Telehealth has been a part of medical care for years, but its use and related
regulations have rapidly evolved in 2020. Care provided via telehealth
is high-quality and cost- and time-efficient for both patients and
providers, facilitates prompt patient care delivery, and
improves access to specialty care for patients. These
telehealth benefits are particularly applicable to PWE,
many of whom are unable to drive due to effects of medications or physical and
intellectual disabilities which are prevalent in this population. PWE may be
vulnerable to job loss due to risk of seizures or transportation challenges, so
minimizing lost work time is a priority. Transportation challenges are further
compounded for those PWE who live in rural or remote areas where specialty
resources such as comprehensive epilepsy care are not available.

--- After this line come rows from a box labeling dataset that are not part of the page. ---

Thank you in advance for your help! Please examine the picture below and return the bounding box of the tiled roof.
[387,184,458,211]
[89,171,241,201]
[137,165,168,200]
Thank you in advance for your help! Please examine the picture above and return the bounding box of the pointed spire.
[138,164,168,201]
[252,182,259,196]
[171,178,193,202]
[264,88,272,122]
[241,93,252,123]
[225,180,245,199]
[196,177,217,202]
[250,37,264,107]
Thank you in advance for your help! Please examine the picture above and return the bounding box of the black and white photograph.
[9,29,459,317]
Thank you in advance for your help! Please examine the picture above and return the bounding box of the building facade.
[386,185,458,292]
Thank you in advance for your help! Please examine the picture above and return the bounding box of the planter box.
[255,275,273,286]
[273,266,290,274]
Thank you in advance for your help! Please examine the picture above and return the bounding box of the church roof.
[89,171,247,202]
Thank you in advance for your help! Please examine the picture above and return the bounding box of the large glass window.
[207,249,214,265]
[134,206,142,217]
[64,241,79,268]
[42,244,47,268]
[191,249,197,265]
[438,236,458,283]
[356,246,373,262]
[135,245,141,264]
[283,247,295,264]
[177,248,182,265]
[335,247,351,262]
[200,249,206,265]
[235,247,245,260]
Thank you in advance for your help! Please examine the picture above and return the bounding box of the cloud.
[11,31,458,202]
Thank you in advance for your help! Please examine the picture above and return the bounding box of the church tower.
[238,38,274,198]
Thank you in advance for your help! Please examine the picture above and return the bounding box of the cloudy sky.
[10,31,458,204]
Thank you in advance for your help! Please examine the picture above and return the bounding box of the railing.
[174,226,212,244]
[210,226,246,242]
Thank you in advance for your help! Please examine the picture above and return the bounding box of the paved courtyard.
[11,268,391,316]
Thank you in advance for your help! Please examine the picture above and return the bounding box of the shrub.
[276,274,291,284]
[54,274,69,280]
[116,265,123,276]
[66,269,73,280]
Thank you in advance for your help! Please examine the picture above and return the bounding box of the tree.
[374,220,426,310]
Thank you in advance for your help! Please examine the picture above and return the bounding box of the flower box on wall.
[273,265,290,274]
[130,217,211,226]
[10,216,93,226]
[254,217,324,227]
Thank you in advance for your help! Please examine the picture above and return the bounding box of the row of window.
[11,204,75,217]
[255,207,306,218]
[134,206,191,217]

Telehealth availability and reimbursement considerations
Telehealth should be a health care delivery option available to all people with
epilepsy. While telehealth cannot replace all in-person clinical assessments, it is a
valuable service and should be offered and reimbursed by all subscriber benefits
and insurance plans including commercial and government payors at rates that are
at parity with in-person clinic visits. The Centers for Medicare and Medicaid Services
(CMS) should support these efforts.
During the COVID-19 pandemic, CMS allowed for time-based evaluation and
management (E/M) billing for both video and audio-only telehealth. Time-based
telehealth reimbursement should continue after the PHE. In addition, medical
personnel and facility needs for providers of telehealth are similar to those for inperson medical care, and these necessary costs should be factored into
reimbursements for care provided by telehealth.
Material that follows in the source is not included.